Ta’Bois argued that the Cayman Islands might not be as technologically behind as is commonly perceived. He mentioned how students already use ChatGPT and stressed the importance of guiding students on how to utilise these technologies effectively, beyond mere consumption.

CYDEC panellists Kwaku Aning, Jose Hernandez, Ariam Mogos, Stephen Ta’Bois and Paul Byles.

Conference host Paul Byles expressed concern that technology like chatbots might be promoting a shallow understanding and assessment of information, in an increasingly “flippant” society, leading to hasty action.

He suggested that traditional learning materials and methods may not be as relevant today and proposed that educators should reconsider what types of skills and knowledge are being taught.

“I think we need to ask the question, what do we want kids to learn?” he said.

Byles speculated that for instance soft skills might become more crucial and emphasised that technology should be used to complement new learning methods rather than enforce traditional learning methods.

Teacher training is crucial

Ariam Mogos, Emerging Tech and Education Lead at the Hasso Plattner Institute of Design at Stanford University identified teacher professional development as a crucial aspect of technology integration in schools.

She said, “Probably one of the, if not the, greatest pitfalls when it comes to integrating technologies into classroom environments is when teachers don’t understand how to use the technology to support their students to be creative, they don’t understand how to create lesson plans, they don’t know how to explore content with the technology, and then […] they won’t use it.”

“There is not a lot of investment in professional development,” Mogos said, “because unfortunately all the investment goes into the tech.”

Even when professional development exists, it is often about using the technology, rather than how it can effectively be integrated in a specific learning environment.

She stressed the importance of investing in teacher training, shifting from rote learning to project-based curricula, and using technology to enhance creativity rather than merely reinforcing traditional education systems.

Equitable access

Jose Hernandez, manager IP & TV services at OfReg emphasised the role of utility regulator to ensure a robust, reliable infrastructure for technology, allowing for its effective adoption and use by all communities in the Cayman Islands.

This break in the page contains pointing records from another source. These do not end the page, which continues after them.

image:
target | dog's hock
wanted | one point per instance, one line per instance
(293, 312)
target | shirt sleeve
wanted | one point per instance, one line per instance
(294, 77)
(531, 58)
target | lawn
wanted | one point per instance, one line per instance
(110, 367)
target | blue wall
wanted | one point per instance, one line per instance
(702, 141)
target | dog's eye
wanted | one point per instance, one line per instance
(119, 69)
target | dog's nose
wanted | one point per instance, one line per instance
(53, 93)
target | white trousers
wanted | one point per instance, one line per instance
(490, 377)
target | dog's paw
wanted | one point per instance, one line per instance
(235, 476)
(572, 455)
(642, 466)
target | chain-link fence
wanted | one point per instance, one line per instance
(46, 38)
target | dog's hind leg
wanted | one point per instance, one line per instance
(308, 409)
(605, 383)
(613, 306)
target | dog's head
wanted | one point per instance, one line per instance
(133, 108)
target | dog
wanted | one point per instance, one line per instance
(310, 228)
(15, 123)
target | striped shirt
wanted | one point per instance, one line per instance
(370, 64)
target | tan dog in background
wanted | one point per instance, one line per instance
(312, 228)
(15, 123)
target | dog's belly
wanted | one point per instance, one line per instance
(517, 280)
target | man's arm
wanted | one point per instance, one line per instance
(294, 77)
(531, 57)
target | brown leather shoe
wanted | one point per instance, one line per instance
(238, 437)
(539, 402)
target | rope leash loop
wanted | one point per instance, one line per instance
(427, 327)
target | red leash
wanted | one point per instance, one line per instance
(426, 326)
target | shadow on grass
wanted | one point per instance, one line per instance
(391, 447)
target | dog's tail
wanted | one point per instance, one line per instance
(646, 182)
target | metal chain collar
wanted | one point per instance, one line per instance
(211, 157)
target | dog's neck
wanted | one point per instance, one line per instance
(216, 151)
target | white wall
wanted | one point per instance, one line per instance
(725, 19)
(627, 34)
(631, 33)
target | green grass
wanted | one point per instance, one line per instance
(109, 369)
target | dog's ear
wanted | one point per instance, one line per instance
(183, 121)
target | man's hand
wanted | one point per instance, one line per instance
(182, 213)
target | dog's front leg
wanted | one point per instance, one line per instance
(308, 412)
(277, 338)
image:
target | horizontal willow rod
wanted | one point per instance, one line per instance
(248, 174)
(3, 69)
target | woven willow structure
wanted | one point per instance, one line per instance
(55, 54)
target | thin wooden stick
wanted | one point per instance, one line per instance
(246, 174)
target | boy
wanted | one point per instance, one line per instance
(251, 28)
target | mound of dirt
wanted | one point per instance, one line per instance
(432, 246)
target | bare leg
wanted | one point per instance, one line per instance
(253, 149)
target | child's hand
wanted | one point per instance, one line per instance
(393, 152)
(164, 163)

Hernandez asserted that technology should be considered a tool, not an end in itself. He believes that technology should be utilised to solve educational problems, rather than being viewed as a standalone solution.

Mogos added that technology could be instrumental in addressing student access. She pointed out the availability of affordable and mobile learning platforms, such as smartphones, that can provide accessibility to many students.

From procurement to deployment

However, at the same time she highlighted the need to revise procurement, noting that public investments in technology can sometimes lead to adverse deals, leaving schools burdened with costs and students unable to benefit as they should.

She said the procurement process has a vital role to play in determining which technologies would support the learning objectives and ensuring transparency in the decision-making processes.

Stephen Ta’Bois agreed that it is fundamental to marry technology with the teachers’ understanding of pedagogy.

He said, “I can get ChatGPT to write a lesson plan in 10 seconds, but it’s not going to adapt the lesson specific to the students that are in front of me.”

At the same time just dropping a piece of technology in the classroom requires more than the idea that it might be useful. It needs proper planning in terms of how it fits in with existing technology, its purpose and how it will be deployed in conjunction with training for it to be most effective.

Ta’Bois added that recent curriculum changes included a move away from classical ICT (Information and Communication Technology) to computer science.

He further revealed plans to develop digital credentials for students, including micro-credentials, which could become part of a student’s portfolio that can be shared with prospective employers.